Since then, he has been invited back to conduct in Japan every year including a tour of concerts in Sapporo, Hamamatsu and Tokyo receiving glowing reviews. He regularly conducts the PMF Link Up Concerts, based on the partnership program with Carnegie Hall, as well as memorial concerts for Leonard Bernstein. He has also conducted a number of concerts at the Curtis Institute of Music and made his professional conducting debut in the U.S.A. with the Virginia Symphony Orchestra in the 2016-17 season.
Mr. Matsukawa has been principal bassoon of The Philadelphia Orchestra since 2000. Born in Argentina to Japanese parents, he moved with his family to New York City at age three and began studying the bassoon at age 13. The following year he won his first competition and was featured as a soloist performing the Mozart Bassoon Concerto with a professional orchestra in New York. He was a scholarship student of the pre-college division of both the Juilliard School and the Manhattan School of Music, where he studied with Harold Goltzer and Alan Futterman. Mr. Matsukawa went on to study at Juilliard for two years before attending the Curtis Institute of Music, where he was a pupil of retired Philadelphia Orchestra Principal Bassoon Bernard Garfield.

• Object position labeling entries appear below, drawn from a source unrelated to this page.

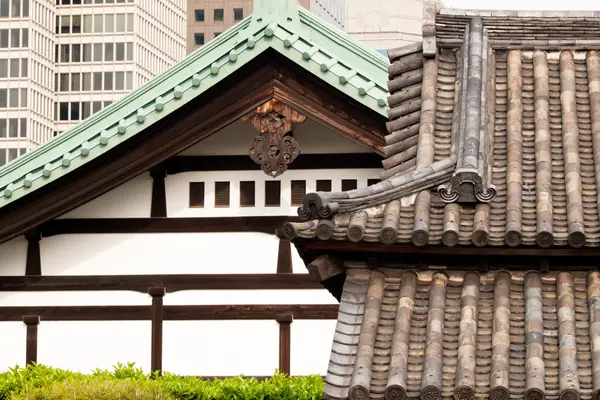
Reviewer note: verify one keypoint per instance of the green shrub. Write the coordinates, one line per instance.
(125, 382)
(97, 389)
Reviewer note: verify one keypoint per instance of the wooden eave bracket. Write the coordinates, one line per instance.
(325, 267)
(275, 148)
(429, 41)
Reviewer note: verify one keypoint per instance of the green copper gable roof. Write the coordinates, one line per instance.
(325, 51)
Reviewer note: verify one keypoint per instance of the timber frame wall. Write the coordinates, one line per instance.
(157, 286)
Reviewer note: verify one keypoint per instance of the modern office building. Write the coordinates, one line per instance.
(384, 24)
(208, 18)
(63, 60)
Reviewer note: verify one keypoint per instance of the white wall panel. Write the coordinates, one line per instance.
(12, 345)
(85, 346)
(199, 297)
(74, 298)
(221, 347)
(13, 256)
(177, 253)
(129, 200)
(178, 189)
(311, 346)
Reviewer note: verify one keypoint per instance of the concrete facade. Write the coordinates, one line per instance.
(208, 18)
(60, 63)
(384, 24)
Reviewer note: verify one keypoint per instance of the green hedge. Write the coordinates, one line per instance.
(125, 382)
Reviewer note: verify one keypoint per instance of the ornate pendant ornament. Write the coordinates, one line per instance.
(275, 148)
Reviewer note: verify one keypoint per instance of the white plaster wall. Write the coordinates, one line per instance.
(177, 188)
(87, 345)
(70, 298)
(311, 346)
(384, 24)
(199, 297)
(129, 200)
(235, 139)
(177, 253)
(189, 347)
(12, 345)
(13, 256)
(221, 347)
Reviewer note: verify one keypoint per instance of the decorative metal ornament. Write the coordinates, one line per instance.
(274, 153)
(275, 148)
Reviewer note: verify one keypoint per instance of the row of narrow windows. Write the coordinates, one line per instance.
(222, 192)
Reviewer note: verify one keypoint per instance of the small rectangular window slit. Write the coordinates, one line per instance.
(272, 193)
(349, 184)
(197, 194)
(247, 194)
(324, 185)
(298, 192)
(222, 194)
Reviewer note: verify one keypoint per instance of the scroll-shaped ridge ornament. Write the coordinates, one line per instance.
(275, 148)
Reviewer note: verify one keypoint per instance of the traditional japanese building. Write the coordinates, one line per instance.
(147, 232)
(471, 270)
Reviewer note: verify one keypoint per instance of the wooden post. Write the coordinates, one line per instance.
(285, 338)
(32, 322)
(157, 294)
(158, 207)
(33, 265)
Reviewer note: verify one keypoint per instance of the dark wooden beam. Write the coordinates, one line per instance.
(158, 207)
(330, 272)
(157, 294)
(164, 225)
(170, 313)
(173, 283)
(33, 263)
(285, 342)
(32, 322)
(181, 164)
(312, 97)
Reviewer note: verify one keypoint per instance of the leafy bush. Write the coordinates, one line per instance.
(125, 382)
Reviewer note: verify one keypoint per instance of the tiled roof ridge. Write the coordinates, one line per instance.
(328, 204)
(189, 78)
(521, 29)
(410, 333)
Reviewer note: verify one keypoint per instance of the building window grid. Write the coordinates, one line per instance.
(116, 81)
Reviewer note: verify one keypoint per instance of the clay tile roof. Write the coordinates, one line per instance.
(499, 335)
(493, 138)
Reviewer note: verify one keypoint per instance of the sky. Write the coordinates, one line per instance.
(524, 4)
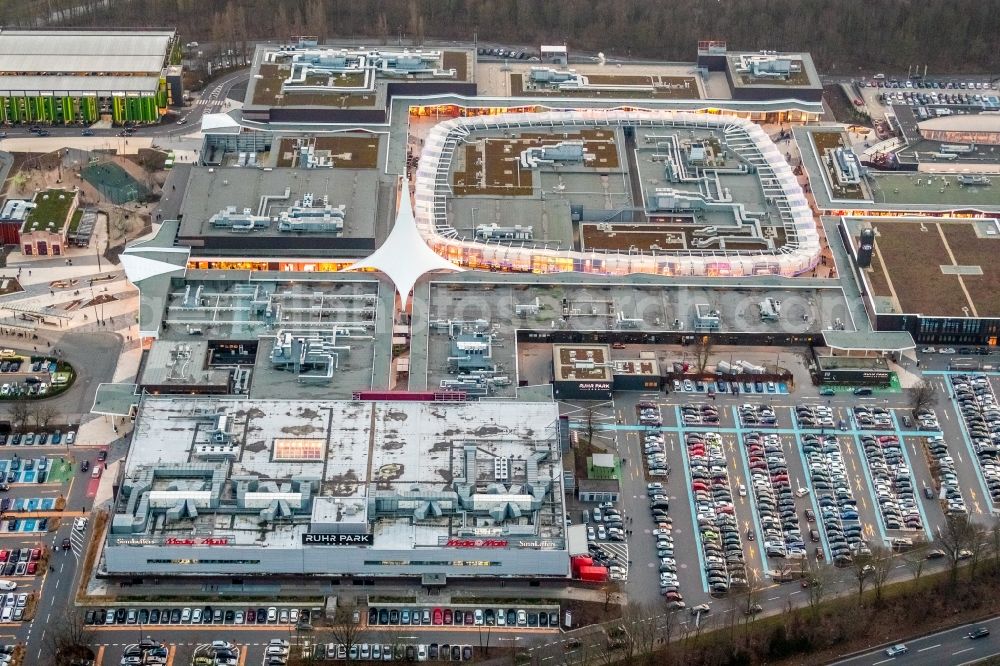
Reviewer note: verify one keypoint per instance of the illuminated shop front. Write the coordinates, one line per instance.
(430, 195)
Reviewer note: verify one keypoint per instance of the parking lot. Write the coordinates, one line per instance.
(774, 483)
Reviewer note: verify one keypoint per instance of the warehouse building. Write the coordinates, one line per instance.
(362, 490)
(83, 76)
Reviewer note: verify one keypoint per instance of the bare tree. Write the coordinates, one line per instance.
(915, 561)
(881, 567)
(343, 628)
(751, 605)
(703, 352)
(670, 621)
(69, 640)
(817, 581)
(978, 544)
(955, 539)
(590, 424)
(863, 570)
(20, 412)
(995, 541)
(42, 416)
(922, 395)
(610, 589)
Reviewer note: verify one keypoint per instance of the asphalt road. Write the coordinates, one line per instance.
(94, 356)
(949, 647)
(211, 101)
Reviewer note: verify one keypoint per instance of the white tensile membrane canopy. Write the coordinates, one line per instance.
(404, 256)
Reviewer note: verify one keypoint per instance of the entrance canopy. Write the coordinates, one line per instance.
(404, 256)
(869, 341)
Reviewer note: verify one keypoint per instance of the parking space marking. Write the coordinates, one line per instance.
(620, 550)
(879, 518)
(820, 525)
(689, 491)
(920, 504)
(967, 441)
(746, 476)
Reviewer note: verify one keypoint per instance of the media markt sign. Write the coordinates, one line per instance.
(310, 539)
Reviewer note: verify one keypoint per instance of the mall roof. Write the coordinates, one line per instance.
(404, 256)
(972, 122)
(83, 51)
(880, 341)
(79, 85)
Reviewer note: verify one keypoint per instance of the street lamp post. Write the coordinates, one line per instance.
(513, 645)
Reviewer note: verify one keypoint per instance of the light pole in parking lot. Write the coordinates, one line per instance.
(489, 632)
(513, 645)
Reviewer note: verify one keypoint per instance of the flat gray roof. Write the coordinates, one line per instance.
(869, 340)
(180, 363)
(903, 191)
(79, 85)
(83, 51)
(809, 72)
(211, 189)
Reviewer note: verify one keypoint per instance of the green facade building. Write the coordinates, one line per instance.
(63, 77)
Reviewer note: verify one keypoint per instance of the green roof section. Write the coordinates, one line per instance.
(115, 399)
(51, 208)
(882, 341)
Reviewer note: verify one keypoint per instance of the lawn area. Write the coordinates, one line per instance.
(49, 209)
(604, 473)
(913, 254)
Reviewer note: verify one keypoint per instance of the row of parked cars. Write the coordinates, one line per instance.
(666, 558)
(921, 83)
(872, 418)
(772, 491)
(893, 481)
(835, 499)
(14, 606)
(718, 529)
(15, 563)
(981, 414)
(396, 652)
(609, 524)
(656, 456)
(206, 615)
(500, 617)
(937, 448)
(145, 652)
(700, 414)
(914, 98)
(30, 386)
(757, 416)
(616, 567)
(55, 438)
(723, 386)
(814, 416)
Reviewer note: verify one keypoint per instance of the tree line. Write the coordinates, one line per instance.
(844, 36)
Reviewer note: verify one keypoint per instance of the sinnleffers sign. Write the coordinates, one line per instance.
(309, 539)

Mr. Matsukawa has been a recipient of numerous awards and prizes, including a solo concerto debut in Carnegie Hall at the age of 18. He was also featured in a Young Artist's Showcase on New York's WQXR classical radio station. Since then he has appeared as soloist with several other orchestras, including The Philadelphia Orchestra, the National Symphony, the New York String Orchestra under Alexander Schneider, the Curtis Symphony, the Virginia Symphony, the Auckland (New Zealand) Philharmonic, and the Sapporo Symphony in Japan.
Mr. Matsukawa is an active chamber musician and has performed and toured with the Marlboro Festival. The Philadelphia Inquirer praised him for "his lyrical gifts, expressive range, and refined sense of ensemble" in a performance at Marlboro. He was also hailed by theWashington Post in a review of a solo concerto: "As an orchestral player, Matsukawa can be relied on for a burst of rich maroon and dark crimson in the collective sound. His playing is elastic and agile and thankfully accurate. The same goes for his gentle, songlike account of the Weber Bassoon Concerto. His soft tones were full and even, his passage work liquid and delicate, his second movement like an aria and his last movement filled with a calm modesty in its virtuoso romp. He is an invaluable asset to the orchestra."
Prior to his post with The Philadelphia Orchestra, Mr. Matsukawa served as principal bassoon with the National Symphony in Washington D.C., the Saint Louis Symphony, the Virginia Symphony, and the Memphis Symphony. In 1998 he performed and recorded Shostakovich's Symphony No. 7 as acting principal bassoon with the New York Philharmonic under Kurt Masur. Mr. Matsukawa is a regular member of the faculties at both the Curtis Institute of Music and the Boyer College of Music at Temple University.